Created attachment 1774122 [details] sosreport-node1 Description of problem: Version-Release number of selected component (if applicable): OpenShift Version: 4.8.0-0.nightly-2021-04-20-101404 CRI-O: crictl version 1.21.0 # crio -v crio version 1.21.0-74.rhaos4.8.gitbc1ef35.el8 Version: 1.21.0-74.rhaos4.8.gitbc1ef35.el8 GoVersion: go1.16.1 Compiler: gc Platform: linux/amd64 Linkmode: dynamic How reproducible: Almost consistently during my testing Steps to Reproduce: 1.Start a pod with some image (in my case I used quay.io/cloud-bulldozer/backpack:latest) 2.Let it run for a bit and then delete it. 3.Try to start new pod with the same image on the same node as the previous pod was running. Actual results: If you describe the pod you see: Events: Type Reason Age From Message ---- ------ ---- ---- ------- Normal Scheduled 16m default-scheduler Successfully assigned my-ripsaw/uperf-server-ip-10-0-128-151-0-e75a9e69-5mn7x to ip-10-0-128-151.us-east-2.compute.internal Normal AddedInterface 16m multus Add eth0 [10.129.82.8/23] Normal Pulling 14m (x4 over 16m) kubelet Pulling image "quay.io/cloud-bulldozer/backpack:latest" Warning Failed 14m (x4 over 16m) kubelet Failed to pull image "quay.io/cloud-bulldozer/backpack:latest": rpc error: code = Unknown desc = Error committing the finished image: image with ID "570f95b8bf085aa970ed6f7a68e896b6ec8365af9f75e6f8b3570fbc30d6f38e" already exists, but uses a different top layer: that ID is already in use Warning Failed 14m (x4 over 16m) kubelet Error: ErrImagePull Warning Failed 14m (x6 over 16m) kubelet Error: ImagePullBackOff Normal BackOff 93s (x63 over 16m) kubelet Back-off pulling image "quay.io/cloud-bulldozer/backpack:latest" Expected results: Pod should not error out. Additional info: I was able to reproduce this issue on 2 different clusters, running on AWS(installed with IPI installer). I didn't manually try to reproduce the bug, but it was evident during my automation test execution. Precisely I was running the test https://github.com/cloud-bulldozer/e2e-benchmarking/blob/master/workloads/network-perf/run_pod_network_test_fromgit.sh Workaround: Use `oc debug node/<node_name>` and remove the image in question using `podman rmi` and in a few seconds, pod that was stuck in ImagePullBackOff changes the state to Running. Attachments: SOSReports of 2 nodes of my cluster where this error was evident.

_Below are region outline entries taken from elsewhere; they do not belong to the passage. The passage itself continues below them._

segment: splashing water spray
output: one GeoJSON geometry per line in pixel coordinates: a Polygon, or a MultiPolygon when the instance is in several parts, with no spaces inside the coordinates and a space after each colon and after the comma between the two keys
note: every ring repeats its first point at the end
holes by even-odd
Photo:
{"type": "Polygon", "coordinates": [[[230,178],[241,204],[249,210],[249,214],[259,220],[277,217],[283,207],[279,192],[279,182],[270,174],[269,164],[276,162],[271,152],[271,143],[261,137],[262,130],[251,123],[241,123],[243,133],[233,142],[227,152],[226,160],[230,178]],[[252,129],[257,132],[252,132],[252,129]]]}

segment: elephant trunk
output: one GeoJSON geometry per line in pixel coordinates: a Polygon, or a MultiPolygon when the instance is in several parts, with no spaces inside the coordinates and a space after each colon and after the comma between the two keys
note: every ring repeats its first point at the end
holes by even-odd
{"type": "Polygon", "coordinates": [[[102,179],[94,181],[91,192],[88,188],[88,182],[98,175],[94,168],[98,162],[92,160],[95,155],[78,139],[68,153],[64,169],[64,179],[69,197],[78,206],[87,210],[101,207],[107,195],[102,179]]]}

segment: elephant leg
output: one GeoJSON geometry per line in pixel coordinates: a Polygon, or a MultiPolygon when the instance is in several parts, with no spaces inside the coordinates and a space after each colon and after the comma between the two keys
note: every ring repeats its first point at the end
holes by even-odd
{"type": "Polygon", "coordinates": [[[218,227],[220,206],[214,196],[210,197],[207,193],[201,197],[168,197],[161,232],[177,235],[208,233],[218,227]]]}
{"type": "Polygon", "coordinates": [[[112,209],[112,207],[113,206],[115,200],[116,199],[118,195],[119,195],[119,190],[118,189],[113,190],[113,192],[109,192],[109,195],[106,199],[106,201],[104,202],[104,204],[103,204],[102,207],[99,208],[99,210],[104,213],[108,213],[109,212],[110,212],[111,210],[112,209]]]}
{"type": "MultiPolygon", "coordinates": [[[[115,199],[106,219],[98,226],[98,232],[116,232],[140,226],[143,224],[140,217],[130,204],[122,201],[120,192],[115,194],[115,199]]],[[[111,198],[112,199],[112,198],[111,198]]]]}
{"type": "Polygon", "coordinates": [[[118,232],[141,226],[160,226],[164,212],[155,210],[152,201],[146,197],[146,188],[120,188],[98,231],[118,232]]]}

Created attachment 1774123 [details] sosreport-node2
The image being pulled (quay.io/cloud-bulldozer/backpack:latest) has a schema1 manifest with a couple of "throwaway" entries in its history. If I'm reading https://github.com/containers/image/pull/1205 correctly, the version of github.com/containers/image that CRI-O commit bc1ef35 uses changed how it applied layer blobs when saving images, in a way which affected the ID that it assigned to those layers. I think bumping to CRI-O to use v5.11.1 will fix it.
4.8 PR attached
fix merged!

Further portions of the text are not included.